The Pharisees and Sadducees were pleased to see James, one of Jesus's oldest and most prominent followers, brutally executed. They were probably beyond ecstatic to see Herod arrest Peter also. Peter had been a thorn in their side ever since Pentecost. Through his preaching, many thousands of Jews had turned to faith in Jesus (Acts 2:41, Acts 4:4, Acts 5:42). The Sanhedrin (the Council of Pharisees and Sadducees) had arrested Peter themselves, and threatened to kill him, but nothing they had done stopped him from preaching about Jesus. 

Now they saw Herod apparently getting results. James was dead. Peter was arrested. Soon he would be executed as well. 

Luke tells us the arrest of Peter took place during the days of Unleavened Bread (v. 3). The days of Unleavened Bread was the festival also known as Passover. It was during Passover that Jesus was arrested and crucified over a decade earlier. Thousands of Jews sojourned to Jerusalem every year to celebrate this founding holy day.

Peter was put under heavy lock and key:
When he had seized him, he put him in prison, delivering him to four squads of soldiers to guard him, intending after the Passover to bring him out before the people (v. 4). 

Not only was he put in prison, but four squads of soldiers were ordered to guard Peter. The word for four squads is "tetradiois," meaning there were four men in each squad, making a total of sixteen soldiers just to keep one man, Peter, a fisherman from Galilee, locked up.

Evidently, James was executed before the days of Unleavened Bread, but probably not too long before, since Herod arrested Peter subsequent to the positive response he received from the Pharisees and Sadducees for executing James. But the timing of Peter's arrest allowed for some delay between imprisonment and execution. Herod was intending after the Passover to bring him out before the people. First the holy day must be celebrated, the Passover seder must be performed, the meal eaten, and then perhaps the next day Peter could be beheaded before the people, in public for everyone to see. 

The thought may have been that this would make an even greater impact due to the timing of this execution, taking place on the same anniversary of Jesus's execution. It would add salt to the wound and be all the more horrifying for believers in Jesus to see their leader and apostle publicly slain on the same day their Lord was slain. 

The thousands of Jews who had journeyed to Jerusalem for the celebration would also see this prominent believer killed, and it would put great fear into everyone.

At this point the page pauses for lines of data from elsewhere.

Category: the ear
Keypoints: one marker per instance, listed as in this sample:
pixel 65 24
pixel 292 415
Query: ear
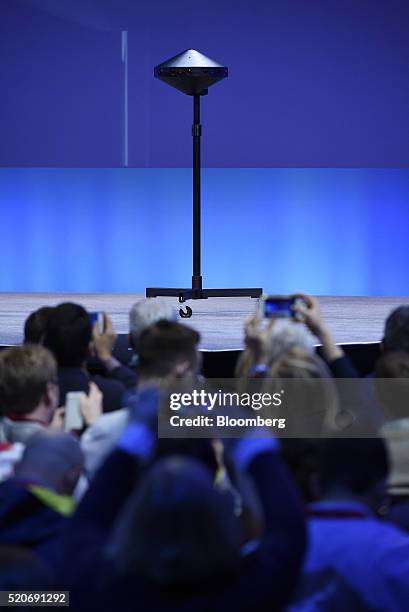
pixel 91 349
pixel 131 342
pixel 52 395
pixel 181 369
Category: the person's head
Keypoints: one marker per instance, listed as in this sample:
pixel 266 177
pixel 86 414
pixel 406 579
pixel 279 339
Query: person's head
pixel 53 460
pixel 392 384
pixel 168 350
pixel 68 334
pixel 310 403
pixel 146 312
pixel 28 381
pixel 283 334
pixel 177 528
pixel 355 469
pixel 396 333
pixel 286 334
pixel 34 327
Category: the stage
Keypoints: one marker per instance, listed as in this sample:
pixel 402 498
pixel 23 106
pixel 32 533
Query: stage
pixel 353 320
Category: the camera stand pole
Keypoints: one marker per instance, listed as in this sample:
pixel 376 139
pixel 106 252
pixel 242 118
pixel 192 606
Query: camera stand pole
pixel 196 292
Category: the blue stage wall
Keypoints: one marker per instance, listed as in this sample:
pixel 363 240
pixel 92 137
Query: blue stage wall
pixel 326 231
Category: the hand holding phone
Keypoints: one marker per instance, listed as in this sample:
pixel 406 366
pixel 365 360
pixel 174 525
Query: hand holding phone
pixel 73 419
pixel 279 306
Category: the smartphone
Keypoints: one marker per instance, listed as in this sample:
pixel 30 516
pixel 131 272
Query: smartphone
pixel 98 318
pixel 278 306
pixel 73 418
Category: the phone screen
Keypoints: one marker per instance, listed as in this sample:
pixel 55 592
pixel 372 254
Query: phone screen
pixel 73 419
pixel 278 307
pixel 98 318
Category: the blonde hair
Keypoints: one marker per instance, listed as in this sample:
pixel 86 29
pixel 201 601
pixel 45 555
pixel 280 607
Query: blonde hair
pixel 24 374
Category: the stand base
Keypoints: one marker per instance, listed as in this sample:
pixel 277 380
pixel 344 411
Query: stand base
pixel 184 294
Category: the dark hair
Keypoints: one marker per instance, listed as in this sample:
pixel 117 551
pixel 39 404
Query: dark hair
pixel 391 384
pixel 396 334
pixel 177 528
pixel 24 374
pixel 21 569
pixel 355 464
pixel 34 327
pixel 68 334
pixel 163 345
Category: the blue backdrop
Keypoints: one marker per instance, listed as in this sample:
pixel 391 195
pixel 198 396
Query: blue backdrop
pixel 327 231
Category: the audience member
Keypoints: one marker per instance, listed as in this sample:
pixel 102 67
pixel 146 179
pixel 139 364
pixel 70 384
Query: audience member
pixel 396 332
pixel 145 313
pixel 164 517
pixel 167 351
pixel 34 327
pixel 35 502
pixel 266 340
pixel 199 524
pixel 71 337
pixel 29 395
pixel 371 556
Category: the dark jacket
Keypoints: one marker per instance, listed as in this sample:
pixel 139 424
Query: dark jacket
pixel 264 582
pixel 26 521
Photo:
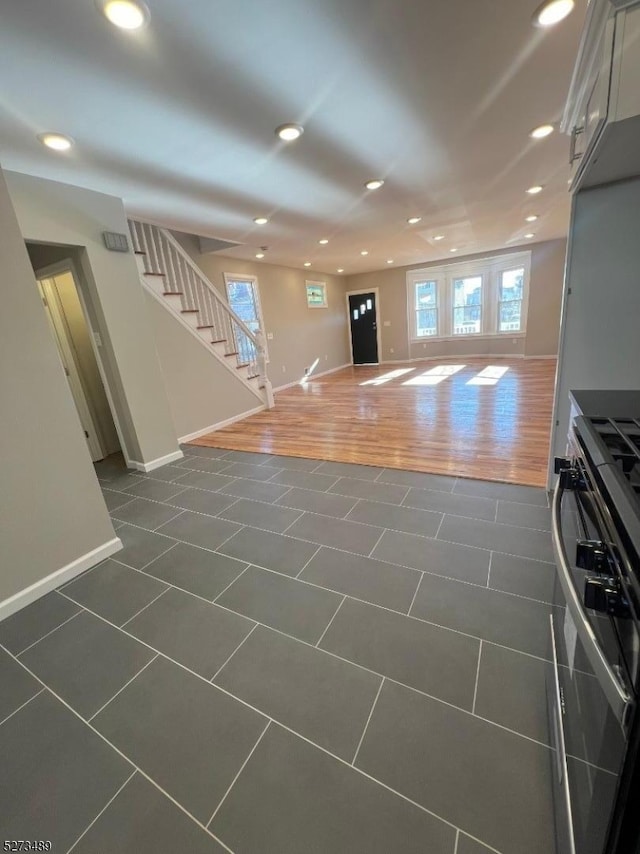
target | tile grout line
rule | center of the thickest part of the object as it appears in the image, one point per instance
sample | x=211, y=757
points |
x=26, y=703
x=322, y=516
x=439, y=526
x=155, y=599
x=269, y=720
x=356, y=599
x=126, y=685
x=368, y=721
x=120, y=752
x=384, y=531
x=475, y=690
x=104, y=809
x=68, y=620
x=297, y=519
x=297, y=576
x=317, y=644
x=224, y=664
x=214, y=601
x=241, y=769
x=415, y=594
x=340, y=658
x=456, y=480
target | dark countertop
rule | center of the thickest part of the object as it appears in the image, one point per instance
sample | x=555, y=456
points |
x=607, y=403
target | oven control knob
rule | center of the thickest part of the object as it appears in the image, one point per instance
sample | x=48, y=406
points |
x=591, y=555
x=560, y=464
x=604, y=595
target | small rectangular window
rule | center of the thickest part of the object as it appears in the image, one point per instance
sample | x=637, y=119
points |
x=510, y=300
x=467, y=305
x=426, y=305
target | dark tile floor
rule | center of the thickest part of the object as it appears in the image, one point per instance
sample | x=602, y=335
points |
x=288, y=656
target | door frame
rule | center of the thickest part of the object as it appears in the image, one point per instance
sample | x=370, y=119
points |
x=375, y=291
x=67, y=265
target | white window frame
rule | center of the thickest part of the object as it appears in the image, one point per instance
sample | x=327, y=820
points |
x=491, y=269
x=246, y=277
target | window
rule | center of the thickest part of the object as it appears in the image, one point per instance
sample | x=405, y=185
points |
x=486, y=297
x=467, y=306
x=426, y=307
x=242, y=293
x=510, y=300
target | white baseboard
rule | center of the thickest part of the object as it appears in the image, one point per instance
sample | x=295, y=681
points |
x=160, y=461
x=226, y=423
x=314, y=376
x=60, y=576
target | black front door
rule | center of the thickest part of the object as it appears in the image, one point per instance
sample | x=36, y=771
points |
x=364, y=335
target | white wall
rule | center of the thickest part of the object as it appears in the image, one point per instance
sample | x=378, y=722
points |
x=202, y=393
x=52, y=515
x=50, y=212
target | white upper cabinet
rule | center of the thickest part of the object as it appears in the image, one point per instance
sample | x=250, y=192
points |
x=602, y=114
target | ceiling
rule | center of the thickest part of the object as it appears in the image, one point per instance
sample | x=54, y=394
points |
x=178, y=119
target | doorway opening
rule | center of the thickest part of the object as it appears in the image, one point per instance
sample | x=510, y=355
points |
x=363, y=326
x=78, y=349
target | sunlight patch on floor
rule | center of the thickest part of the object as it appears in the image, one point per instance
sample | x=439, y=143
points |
x=434, y=376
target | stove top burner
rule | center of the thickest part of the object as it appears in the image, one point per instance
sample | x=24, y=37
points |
x=621, y=436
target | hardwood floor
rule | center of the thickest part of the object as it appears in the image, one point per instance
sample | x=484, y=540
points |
x=444, y=417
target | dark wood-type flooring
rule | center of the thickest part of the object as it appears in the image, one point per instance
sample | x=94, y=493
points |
x=489, y=419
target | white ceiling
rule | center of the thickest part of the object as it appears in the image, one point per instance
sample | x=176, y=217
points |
x=178, y=119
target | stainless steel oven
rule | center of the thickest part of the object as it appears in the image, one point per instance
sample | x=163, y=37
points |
x=594, y=636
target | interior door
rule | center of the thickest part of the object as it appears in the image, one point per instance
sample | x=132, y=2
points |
x=59, y=332
x=364, y=328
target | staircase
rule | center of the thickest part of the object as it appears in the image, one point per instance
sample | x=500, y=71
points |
x=176, y=281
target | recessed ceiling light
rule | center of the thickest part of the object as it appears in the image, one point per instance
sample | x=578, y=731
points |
x=57, y=141
x=289, y=132
x=541, y=131
x=552, y=12
x=126, y=14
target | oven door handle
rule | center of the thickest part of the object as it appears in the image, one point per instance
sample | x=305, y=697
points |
x=616, y=693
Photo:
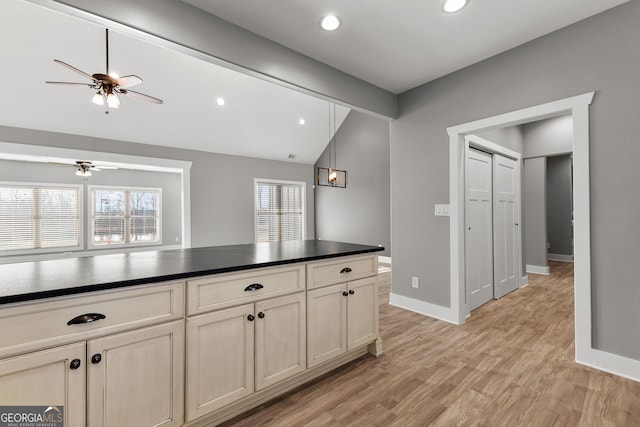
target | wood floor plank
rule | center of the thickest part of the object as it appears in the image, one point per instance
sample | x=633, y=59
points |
x=511, y=364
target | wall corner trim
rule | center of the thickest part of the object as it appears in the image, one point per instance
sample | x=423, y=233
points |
x=439, y=312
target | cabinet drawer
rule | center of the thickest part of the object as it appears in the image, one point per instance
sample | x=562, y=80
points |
x=226, y=290
x=30, y=326
x=326, y=273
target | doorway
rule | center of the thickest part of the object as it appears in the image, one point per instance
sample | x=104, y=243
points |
x=578, y=107
x=492, y=221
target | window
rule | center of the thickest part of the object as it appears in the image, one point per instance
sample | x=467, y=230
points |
x=279, y=210
x=38, y=218
x=122, y=216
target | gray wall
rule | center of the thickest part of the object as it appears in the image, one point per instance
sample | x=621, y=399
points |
x=509, y=137
x=218, y=41
x=534, y=207
x=222, y=191
x=549, y=137
x=559, y=205
x=598, y=54
x=170, y=184
x=359, y=213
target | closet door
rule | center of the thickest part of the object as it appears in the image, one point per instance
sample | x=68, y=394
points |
x=505, y=225
x=479, y=228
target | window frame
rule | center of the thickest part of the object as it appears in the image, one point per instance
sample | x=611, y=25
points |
x=301, y=184
x=127, y=217
x=81, y=218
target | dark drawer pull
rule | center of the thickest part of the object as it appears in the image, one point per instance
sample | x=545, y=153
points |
x=75, y=364
x=253, y=287
x=86, y=318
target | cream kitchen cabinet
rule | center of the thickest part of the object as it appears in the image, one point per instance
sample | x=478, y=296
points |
x=234, y=352
x=132, y=376
x=52, y=377
x=341, y=318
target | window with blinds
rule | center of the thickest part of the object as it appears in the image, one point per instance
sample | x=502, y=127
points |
x=122, y=216
x=35, y=218
x=279, y=210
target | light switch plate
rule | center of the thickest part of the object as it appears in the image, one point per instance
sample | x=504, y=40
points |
x=442, y=210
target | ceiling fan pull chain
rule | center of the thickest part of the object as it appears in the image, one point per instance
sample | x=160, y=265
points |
x=107, y=43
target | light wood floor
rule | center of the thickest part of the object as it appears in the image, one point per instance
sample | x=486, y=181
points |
x=511, y=364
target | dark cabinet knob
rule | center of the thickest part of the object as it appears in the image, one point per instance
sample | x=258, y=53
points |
x=253, y=287
x=75, y=364
x=86, y=318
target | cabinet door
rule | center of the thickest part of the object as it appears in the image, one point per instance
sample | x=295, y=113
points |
x=48, y=379
x=219, y=359
x=135, y=379
x=326, y=323
x=280, y=339
x=362, y=312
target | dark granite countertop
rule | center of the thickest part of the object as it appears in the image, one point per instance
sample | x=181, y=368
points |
x=43, y=279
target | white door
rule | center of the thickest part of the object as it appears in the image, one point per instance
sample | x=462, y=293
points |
x=505, y=225
x=478, y=230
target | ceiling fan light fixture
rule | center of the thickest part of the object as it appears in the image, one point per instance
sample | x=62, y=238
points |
x=113, y=101
x=98, y=98
x=451, y=6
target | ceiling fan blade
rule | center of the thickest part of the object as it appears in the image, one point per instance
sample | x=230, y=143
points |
x=72, y=83
x=62, y=164
x=128, y=81
x=141, y=96
x=74, y=69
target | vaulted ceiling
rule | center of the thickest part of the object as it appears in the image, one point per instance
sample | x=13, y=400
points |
x=395, y=45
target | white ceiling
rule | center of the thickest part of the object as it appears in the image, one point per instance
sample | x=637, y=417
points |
x=394, y=44
x=400, y=44
x=259, y=119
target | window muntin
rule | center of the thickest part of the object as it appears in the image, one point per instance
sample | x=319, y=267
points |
x=122, y=216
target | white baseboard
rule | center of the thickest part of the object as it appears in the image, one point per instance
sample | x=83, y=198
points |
x=560, y=257
x=424, y=308
x=609, y=362
x=538, y=269
x=384, y=259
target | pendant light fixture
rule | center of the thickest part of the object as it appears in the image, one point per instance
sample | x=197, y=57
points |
x=332, y=176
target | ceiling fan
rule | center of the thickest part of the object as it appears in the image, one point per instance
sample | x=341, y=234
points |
x=108, y=86
x=84, y=167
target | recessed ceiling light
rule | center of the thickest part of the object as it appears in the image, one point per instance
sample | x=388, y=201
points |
x=330, y=23
x=451, y=6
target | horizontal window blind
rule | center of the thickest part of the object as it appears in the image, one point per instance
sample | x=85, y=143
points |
x=39, y=217
x=123, y=216
x=279, y=211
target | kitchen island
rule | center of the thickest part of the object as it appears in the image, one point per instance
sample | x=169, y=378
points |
x=183, y=337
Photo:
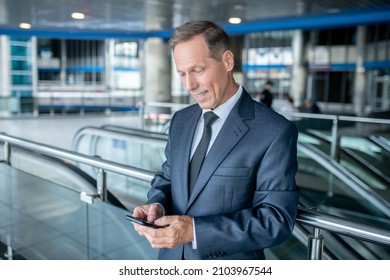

It would seem the timing was calculated to create a deterrent, to induce the Jews to have nothing to do with Christ or His followers.

But it was not acceptable to kill Peter on the day of Passover:

So Peter was kept in the prison. He was afforded some time, albeit behind bars with four squads of soldiers watching his every move.

But the Christians did not give him up for lost: but prayer for him was being made fervently by the church to God (v. 5).

The church of God refers to the believers in Jerusalem. The Greek word translated church means "assembly." The use of church in this context refers to believers assembled together for a shared purpose. In this case, they assembled to offer prayer for Peter that he might be freed. 

Their prayer was made fervently. The word fervently here is the Greek "ektenēs" which literally means "stretched out." Metaphorically, it is used to mean fervently, or "without ceasing." They were praying stretched out of over time, extensively; it gives the picture that every minute Peter was imprisoned, the church of God was praying for his release.